Campanha que contou com o particular contributo da Juventude CDU que, com a sua participação militante, deram a esta campanha uma grande energia, alegria e combatividade.

A todos uma fraterna saudação!

Saudação extensiva a todos e a cada um dos eleitores que depositaram na CDU a sua confiança e, particularmente, os que o fizeram pela primeira vez, assegurando que esse apoio e esse voto se prolongam para lá do dia das eleições na defesa dos seus direitos.

O quadro político e a relação de forças que resultou destas eleições legislativas ficam marcados, com a obtenção pelo PS de uma maioria absoluta, pelo avolumar das dificuldades e das resistências de dar solução e resposta aos problemas do povo e do País. Dificuldades e resistências que vinham em crescendo e se acentuaram a partir de 2019, com o segundo governo do PS de António Costa. Dificuldades e resistências inseparáveis das suas opções a favor dos grandes interesses económicos e financeiros e sua submissão à União Europeia.

O querer fugir à solução dos principais problemas do País e à influência do PCP e do PEV que o grande capital exigia, estão na origem da convocação das eleições que agora se realizaram. Uma decisão para a qual convergiu a vontade do Presidente da República e do PS que há muito desejava encontrar e criar as condições propícias a essa fuga e a uma há muito ambicionada maioria absoluta.

O Orçamento do Estado foi o pretexto para quem aspirava ficar de mãos livres para regressar à sua política de sempre.

O posicionamento do PS, os argumentos eleitorais a que recorreu e o resultado obtido não deixam hoje margem para dúvidas de que, verdadeiramente, foi em função desse objectivo que o PS conduziu a discussão do Orçamento do Estado para 2022.

Antes já o PS o havia indiciado com a mesma posição de chantagem face à solução do problema da contagem do tempo de serviço dos professores, depois com o IVA da energia, perseguindo o objectivo que havia sido apontado, quando na última sessão da anterior legislatura e à beira das eleições, o PS proclamava na Assembleia da República querer “governar sem empecilhos”.

De ameaça em ameaça, de chantagem em chantagem, o PS deliberadamente criou as condições para o fazer, vitimizando-se.

A chantagem que o PS fez para não dar resposta aos problemas que a situação do País exigia, apesar de haver meios, confirma a sua opção por dar satisfação às persistentes exigências do grande capital que reclamava a ruptura com qualquer solução de convergência com o PCP e a CDU.

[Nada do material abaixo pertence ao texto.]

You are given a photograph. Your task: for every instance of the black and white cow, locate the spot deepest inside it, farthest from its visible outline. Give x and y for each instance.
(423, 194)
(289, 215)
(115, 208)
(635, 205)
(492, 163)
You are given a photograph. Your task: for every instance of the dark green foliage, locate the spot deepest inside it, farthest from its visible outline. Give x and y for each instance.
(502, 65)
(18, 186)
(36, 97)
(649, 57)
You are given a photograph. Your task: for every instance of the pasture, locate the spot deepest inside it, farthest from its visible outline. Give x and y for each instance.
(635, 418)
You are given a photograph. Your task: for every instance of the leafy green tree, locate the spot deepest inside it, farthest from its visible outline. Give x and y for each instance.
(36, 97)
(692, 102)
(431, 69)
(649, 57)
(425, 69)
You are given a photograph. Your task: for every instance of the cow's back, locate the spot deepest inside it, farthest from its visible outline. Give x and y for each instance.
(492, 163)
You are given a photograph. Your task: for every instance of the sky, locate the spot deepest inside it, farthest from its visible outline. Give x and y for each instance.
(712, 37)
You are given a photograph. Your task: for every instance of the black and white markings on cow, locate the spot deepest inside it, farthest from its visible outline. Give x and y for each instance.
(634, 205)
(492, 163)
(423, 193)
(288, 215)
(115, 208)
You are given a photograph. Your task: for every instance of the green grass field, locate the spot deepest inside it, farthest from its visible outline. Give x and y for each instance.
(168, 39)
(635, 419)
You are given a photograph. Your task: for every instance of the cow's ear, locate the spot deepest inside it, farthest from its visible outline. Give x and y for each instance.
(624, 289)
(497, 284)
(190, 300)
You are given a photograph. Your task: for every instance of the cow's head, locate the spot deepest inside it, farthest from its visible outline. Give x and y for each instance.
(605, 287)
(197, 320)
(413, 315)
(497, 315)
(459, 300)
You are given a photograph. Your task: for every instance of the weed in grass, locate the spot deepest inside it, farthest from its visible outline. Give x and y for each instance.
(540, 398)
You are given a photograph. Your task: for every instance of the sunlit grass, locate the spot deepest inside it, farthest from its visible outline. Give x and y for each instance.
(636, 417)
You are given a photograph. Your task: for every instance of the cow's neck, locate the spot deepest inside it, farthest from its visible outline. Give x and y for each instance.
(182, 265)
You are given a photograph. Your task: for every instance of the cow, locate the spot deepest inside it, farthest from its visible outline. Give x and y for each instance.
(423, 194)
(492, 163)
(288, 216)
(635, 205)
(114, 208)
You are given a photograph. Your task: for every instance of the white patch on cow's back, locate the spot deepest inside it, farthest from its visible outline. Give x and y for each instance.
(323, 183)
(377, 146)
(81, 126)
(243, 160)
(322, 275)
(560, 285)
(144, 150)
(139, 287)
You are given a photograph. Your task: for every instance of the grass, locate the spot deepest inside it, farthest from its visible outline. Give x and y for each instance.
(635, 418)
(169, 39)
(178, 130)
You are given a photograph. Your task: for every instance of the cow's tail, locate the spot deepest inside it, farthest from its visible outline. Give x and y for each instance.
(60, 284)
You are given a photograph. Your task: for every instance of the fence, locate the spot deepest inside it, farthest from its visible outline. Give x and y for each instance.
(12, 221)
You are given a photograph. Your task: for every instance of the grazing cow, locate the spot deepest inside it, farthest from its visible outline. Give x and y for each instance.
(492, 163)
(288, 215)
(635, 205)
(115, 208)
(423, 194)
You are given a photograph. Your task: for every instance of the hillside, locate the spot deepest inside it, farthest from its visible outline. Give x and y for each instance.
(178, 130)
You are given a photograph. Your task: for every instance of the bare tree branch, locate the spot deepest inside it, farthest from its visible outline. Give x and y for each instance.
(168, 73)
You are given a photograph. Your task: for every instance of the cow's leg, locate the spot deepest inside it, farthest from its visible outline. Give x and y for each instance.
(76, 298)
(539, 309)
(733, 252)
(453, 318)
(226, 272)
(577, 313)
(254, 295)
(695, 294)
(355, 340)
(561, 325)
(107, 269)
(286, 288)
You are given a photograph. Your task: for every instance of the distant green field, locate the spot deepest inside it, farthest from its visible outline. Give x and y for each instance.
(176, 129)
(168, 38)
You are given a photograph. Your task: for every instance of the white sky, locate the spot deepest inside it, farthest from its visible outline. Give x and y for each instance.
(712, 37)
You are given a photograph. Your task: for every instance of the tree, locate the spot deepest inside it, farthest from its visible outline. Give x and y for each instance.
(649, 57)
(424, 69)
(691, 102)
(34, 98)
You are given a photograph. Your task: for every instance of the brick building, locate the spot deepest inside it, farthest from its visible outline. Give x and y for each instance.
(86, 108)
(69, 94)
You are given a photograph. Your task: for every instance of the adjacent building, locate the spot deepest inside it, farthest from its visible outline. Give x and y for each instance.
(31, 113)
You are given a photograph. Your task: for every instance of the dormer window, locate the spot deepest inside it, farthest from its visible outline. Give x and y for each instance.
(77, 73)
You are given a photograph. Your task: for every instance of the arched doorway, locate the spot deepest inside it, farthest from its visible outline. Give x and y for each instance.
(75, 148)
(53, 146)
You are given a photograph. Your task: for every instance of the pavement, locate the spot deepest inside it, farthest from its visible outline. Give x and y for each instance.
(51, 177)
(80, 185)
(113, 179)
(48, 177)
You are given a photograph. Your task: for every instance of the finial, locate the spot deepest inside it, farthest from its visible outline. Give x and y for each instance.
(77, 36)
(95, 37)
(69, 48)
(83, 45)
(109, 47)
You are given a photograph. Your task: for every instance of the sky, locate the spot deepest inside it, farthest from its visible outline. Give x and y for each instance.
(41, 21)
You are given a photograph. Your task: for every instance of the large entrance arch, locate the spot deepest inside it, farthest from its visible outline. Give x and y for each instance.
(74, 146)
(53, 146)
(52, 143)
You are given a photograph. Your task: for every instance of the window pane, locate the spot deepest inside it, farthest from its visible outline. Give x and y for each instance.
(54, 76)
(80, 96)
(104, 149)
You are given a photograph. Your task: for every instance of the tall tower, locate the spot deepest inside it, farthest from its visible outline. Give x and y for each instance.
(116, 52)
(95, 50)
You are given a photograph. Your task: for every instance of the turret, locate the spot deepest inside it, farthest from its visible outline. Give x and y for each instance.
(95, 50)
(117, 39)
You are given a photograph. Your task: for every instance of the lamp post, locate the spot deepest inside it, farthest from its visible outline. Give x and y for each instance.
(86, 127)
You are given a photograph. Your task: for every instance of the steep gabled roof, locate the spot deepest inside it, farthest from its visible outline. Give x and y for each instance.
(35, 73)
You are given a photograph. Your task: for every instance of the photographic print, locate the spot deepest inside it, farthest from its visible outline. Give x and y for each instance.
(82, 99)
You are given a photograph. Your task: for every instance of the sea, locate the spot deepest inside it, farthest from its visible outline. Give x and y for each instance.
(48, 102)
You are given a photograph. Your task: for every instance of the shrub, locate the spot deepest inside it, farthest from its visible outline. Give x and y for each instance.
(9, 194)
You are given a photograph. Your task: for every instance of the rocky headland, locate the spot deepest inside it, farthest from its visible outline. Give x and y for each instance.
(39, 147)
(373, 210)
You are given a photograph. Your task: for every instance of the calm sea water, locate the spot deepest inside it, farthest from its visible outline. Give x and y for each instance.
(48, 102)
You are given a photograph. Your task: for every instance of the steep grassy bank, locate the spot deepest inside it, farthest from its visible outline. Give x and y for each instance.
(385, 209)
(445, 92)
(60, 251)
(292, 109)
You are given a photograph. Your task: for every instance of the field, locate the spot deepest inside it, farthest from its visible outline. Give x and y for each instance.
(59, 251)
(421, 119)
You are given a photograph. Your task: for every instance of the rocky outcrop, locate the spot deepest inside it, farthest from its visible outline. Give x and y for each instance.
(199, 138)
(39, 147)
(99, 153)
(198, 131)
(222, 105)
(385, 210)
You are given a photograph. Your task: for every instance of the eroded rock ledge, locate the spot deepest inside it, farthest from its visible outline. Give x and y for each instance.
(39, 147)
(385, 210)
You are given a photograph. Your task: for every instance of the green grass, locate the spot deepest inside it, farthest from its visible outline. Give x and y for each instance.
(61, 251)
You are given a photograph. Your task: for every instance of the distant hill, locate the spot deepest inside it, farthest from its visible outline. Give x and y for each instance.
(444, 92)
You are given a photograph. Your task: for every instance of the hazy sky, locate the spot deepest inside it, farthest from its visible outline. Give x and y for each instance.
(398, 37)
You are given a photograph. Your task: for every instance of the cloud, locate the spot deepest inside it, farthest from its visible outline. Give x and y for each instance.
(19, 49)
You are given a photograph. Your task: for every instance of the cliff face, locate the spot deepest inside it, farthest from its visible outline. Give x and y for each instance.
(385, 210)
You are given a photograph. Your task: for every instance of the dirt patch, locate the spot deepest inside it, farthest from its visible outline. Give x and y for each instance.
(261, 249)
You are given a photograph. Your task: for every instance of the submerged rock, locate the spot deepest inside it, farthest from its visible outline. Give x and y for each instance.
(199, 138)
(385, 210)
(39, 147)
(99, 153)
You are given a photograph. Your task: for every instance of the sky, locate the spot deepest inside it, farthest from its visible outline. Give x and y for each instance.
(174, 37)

É ver hoje alguns dos principais dirigentes do PS, num indisfarçável contentamento, sublinharem a libertação do PS dos condicionamentos da acção do PCP. Afinal de contas o PS quer é libertar-se da exigência de soluções para os problemas do País, que o PCP de facto sempre protagonizou, para voltar às políticas que agravam esses mesmos problemas. Se não fosse com a maioria absoluta, haveria de ser com os arranjos com o PSD.

Basta ver o foguetório que por aí vai a saudar a maioria absoluta do PS e, vindo dessas paragens do grande capital, seja do patrão dos patrões da CIP, seja dos banqueiros, como o do presidente do BPI, no mesmo momento que acabava de anunciar ter triplicado os seus lucros em 2021, diz-nos a quem serve de facto essa ambicionada maioria e quanta confiança expressam nela os senhores do dinheiro.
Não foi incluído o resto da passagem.